Synopsis
This case presents a very interesting story about a luxury carmaker, Porsche. Like many marketers of luxury goods, Porsche has had to wrestle with the challenge of serving its core of loyal customers while also making products that appeal to a less traditional, but growing, segment of customers. The case describes the Porsche faithful who like their Porsches only one-way: 2 doors, six cylinders in the rear, and lots of pure sports car performance. The problem that Porsche has faced at various times throughout its existence is that being confined to one kind of customer with one kind of car inevitably results in maturation and stagnation. Sales flatten out, then decline, and so do profits.

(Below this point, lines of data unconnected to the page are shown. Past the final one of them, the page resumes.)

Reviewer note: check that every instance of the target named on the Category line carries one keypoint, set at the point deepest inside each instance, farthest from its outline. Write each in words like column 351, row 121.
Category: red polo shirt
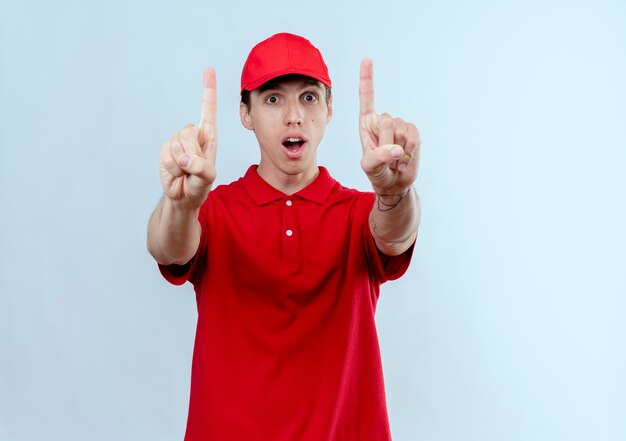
column 286, row 286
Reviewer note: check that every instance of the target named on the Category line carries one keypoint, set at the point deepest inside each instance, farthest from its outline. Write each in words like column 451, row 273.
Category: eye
column 309, row 97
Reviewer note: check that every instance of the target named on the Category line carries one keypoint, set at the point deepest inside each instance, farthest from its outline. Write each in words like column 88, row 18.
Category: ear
column 246, row 119
column 329, row 116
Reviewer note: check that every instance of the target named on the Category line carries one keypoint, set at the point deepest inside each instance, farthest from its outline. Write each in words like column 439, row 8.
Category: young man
column 286, row 263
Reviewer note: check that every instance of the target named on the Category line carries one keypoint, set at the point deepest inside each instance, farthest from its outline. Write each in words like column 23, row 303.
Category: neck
column 286, row 183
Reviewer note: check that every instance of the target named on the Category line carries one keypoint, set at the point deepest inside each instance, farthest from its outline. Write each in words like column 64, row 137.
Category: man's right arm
column 187, row 174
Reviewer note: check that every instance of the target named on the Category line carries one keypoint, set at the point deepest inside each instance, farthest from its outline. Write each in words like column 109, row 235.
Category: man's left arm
column 391, row 149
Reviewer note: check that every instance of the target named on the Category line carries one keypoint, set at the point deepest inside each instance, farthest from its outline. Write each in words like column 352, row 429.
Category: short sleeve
column 179, row 274
column 384, row 267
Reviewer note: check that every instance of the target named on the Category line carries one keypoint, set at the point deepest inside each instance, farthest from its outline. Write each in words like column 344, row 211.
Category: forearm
column 394, row 220
column 173, row 232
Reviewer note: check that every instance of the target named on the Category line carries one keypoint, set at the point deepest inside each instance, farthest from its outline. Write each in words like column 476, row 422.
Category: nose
column 294, row 114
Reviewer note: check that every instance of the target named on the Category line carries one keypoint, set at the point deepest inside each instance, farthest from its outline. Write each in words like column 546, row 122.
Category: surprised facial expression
column 289, row 117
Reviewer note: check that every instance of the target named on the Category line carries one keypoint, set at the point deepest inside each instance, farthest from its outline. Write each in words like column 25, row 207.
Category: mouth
column 294, row 146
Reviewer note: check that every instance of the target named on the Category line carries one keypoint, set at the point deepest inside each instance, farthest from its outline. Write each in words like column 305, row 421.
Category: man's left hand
column 391, row 146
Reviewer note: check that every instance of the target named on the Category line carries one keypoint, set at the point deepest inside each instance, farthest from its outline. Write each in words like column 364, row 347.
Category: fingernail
column 184, row 161
column 397, row 152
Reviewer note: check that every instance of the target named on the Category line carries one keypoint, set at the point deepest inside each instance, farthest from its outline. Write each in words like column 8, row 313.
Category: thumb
column 197, row 166
column 381, row 156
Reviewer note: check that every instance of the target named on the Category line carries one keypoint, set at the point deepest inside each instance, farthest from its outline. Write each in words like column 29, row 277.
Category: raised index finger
column 209, row 98
column 366, row 87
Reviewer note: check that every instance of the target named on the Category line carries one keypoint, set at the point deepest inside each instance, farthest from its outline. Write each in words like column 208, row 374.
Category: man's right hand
column 188, row 157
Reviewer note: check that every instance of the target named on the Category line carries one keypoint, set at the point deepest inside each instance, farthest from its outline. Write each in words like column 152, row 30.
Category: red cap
column 283, row 54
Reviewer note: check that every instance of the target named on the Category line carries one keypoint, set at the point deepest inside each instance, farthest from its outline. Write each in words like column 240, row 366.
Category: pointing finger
column 366, row 87
column 209, row 107
column 385, row 130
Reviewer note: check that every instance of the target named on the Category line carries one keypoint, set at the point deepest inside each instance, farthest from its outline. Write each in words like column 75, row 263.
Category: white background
column 509, row 324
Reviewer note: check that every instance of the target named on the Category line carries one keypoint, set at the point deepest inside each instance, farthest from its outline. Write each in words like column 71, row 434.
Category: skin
column 295, row 108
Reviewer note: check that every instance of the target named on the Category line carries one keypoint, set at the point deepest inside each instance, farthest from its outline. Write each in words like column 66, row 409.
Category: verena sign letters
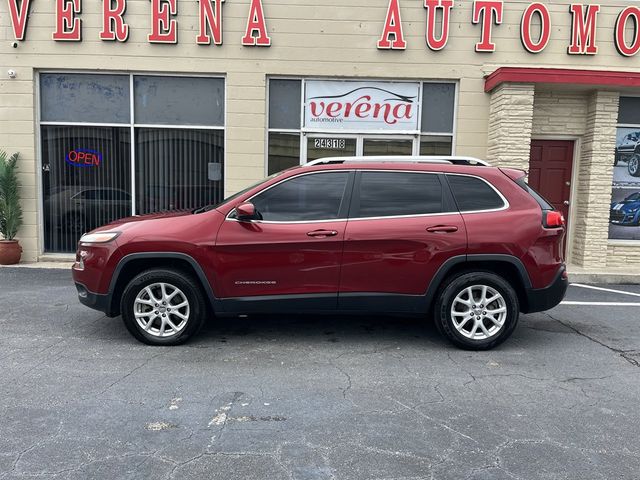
column 361, row 106
column 487, row 15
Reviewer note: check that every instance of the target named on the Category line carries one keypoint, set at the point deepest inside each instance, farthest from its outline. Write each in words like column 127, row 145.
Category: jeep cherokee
column 469, row 244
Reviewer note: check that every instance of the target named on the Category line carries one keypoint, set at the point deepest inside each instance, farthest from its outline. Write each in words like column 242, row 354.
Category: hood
column 150, row 216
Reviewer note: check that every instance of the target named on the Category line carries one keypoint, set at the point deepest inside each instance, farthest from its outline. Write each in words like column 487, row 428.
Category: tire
column 461, row 331
column 633, row 166
column 178, row 324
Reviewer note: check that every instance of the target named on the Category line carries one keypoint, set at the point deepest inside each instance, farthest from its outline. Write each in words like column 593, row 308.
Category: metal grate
column 86, row 179
column 178, row 168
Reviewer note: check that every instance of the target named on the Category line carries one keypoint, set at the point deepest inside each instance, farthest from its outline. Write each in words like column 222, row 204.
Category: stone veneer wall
column 595, row 174
column 517, row 114
column 510, row 125
column 559, row 113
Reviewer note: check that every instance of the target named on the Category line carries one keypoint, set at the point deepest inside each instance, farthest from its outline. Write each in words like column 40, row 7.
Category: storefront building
column 121, row 107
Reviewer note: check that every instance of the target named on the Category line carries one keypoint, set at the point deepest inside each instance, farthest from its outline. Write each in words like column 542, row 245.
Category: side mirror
column 246, row 211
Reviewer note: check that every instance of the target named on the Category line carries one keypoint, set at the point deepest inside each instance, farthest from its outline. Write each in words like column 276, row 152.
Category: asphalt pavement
column 315, row 398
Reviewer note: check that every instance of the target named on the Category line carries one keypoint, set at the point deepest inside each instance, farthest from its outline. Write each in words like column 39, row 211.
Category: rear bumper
column 541, row 299
column 97, row 301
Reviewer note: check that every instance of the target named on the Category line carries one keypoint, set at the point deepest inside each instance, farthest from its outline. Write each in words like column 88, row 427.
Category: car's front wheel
column 163, row 307
column 633, row 166
column 477, row 311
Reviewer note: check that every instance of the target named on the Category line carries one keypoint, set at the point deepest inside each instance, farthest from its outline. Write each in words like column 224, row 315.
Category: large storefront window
column 624, row 220
column 100, row 163
column 313, row 119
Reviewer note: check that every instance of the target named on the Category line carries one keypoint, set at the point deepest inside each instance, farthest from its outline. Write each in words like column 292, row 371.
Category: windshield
column 235, row 195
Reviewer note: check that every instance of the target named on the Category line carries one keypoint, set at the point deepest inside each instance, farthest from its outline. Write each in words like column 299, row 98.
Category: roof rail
column 451, row 160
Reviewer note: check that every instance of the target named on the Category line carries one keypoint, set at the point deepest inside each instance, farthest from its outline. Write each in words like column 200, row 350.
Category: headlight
column 101, row 237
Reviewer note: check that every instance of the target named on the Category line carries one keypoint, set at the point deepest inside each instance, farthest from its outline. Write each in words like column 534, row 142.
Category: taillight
column 552, row 219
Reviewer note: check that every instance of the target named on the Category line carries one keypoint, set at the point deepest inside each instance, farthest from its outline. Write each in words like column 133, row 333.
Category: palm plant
column 10, row 209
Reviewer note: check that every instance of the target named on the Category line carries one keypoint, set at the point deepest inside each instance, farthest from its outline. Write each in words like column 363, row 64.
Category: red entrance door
column 550, row 168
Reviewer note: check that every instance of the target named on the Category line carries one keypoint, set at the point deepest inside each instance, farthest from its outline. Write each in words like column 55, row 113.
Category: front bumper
column 99, row 302
column 541, row 299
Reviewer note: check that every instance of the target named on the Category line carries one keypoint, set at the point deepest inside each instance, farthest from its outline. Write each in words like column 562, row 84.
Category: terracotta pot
column 10, row 252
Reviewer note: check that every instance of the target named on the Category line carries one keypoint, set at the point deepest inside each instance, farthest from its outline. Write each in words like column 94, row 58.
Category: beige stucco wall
column 329, row 38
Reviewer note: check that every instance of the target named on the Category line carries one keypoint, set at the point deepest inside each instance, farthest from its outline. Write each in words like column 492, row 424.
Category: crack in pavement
column 134, row 370
column 625, row 354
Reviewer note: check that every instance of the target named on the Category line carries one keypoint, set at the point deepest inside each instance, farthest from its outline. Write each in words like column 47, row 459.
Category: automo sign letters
column 583, row 19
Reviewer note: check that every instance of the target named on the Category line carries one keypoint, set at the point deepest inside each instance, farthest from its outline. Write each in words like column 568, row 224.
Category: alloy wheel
column 479, row 312
column 162, row 310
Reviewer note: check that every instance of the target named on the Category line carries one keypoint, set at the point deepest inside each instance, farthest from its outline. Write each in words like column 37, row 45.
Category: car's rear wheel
column 477, row 311
column 634, row 165
column 163, row 307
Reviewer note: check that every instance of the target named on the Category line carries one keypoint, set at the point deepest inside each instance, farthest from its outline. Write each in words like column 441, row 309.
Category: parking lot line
column 602, row 304
column 591, row 287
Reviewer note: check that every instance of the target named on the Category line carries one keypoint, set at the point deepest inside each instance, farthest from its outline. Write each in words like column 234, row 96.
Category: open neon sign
column 83, row 157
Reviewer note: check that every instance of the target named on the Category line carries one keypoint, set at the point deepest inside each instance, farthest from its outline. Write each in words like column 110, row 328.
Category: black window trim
column 342, row 211
column 448, row 205
column 505, row 202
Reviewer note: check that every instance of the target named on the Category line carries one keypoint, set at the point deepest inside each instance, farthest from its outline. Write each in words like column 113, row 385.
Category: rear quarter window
column 474, row 194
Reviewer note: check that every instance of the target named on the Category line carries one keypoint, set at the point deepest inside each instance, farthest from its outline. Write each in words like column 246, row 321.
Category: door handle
column 322, row 233
column 442, row 229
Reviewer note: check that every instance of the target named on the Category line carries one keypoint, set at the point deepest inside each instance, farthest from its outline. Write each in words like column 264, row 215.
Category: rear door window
column 473, row 194
column 388, row 194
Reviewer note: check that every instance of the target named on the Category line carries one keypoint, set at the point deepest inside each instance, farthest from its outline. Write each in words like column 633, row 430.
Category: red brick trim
column 561, row 76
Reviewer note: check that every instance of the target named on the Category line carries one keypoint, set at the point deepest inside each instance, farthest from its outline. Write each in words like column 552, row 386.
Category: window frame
column 623, row 241
column 448, row 205
column 345, row 203
column 132, row 125
column 505, row 202
column 416, row 136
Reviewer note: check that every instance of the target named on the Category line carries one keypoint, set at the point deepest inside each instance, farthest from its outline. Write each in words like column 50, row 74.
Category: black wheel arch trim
column 448, row 265
column 204, row 281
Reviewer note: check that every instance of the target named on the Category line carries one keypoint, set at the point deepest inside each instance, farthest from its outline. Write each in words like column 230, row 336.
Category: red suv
column 453, row 238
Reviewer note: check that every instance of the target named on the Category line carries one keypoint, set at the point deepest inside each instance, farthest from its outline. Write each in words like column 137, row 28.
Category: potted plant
column 10, row 209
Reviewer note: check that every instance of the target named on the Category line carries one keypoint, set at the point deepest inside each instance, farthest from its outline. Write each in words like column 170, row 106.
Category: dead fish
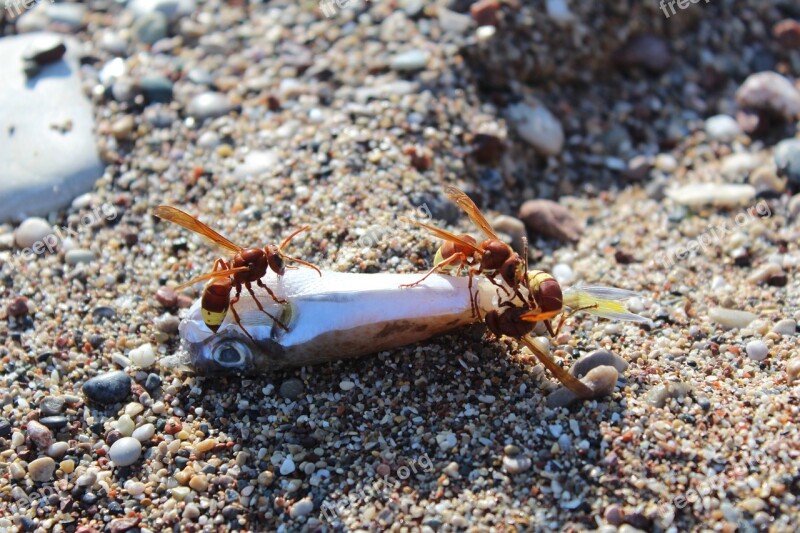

This case describes recent efforts by Porsche to broaden its product line and appeal to multiple segments of customers. Most notably, Porsche now makes an SUV (the Cayenne) and a four-door sedan (the Panamera). Both of these efforts are designed to appeal to a different kind of customer than the ones who typically buy 911s. But these vehicles are not soft around the edges. They perform like, well, the Porsche of SUVs (and sedans). Porsche has identified two types of customers that are sustaining these vehicles and keeping the company on a growth trend. These are Porsche customers who grew up and have practical needs of hauling people and stuff, and the emergence of wealthy people in China, India, and other parts of the world who have more interest in a daily driver.

As the economy recovers, Porsche is poised to serve various customer types with a portfolio of outstanding vehicles.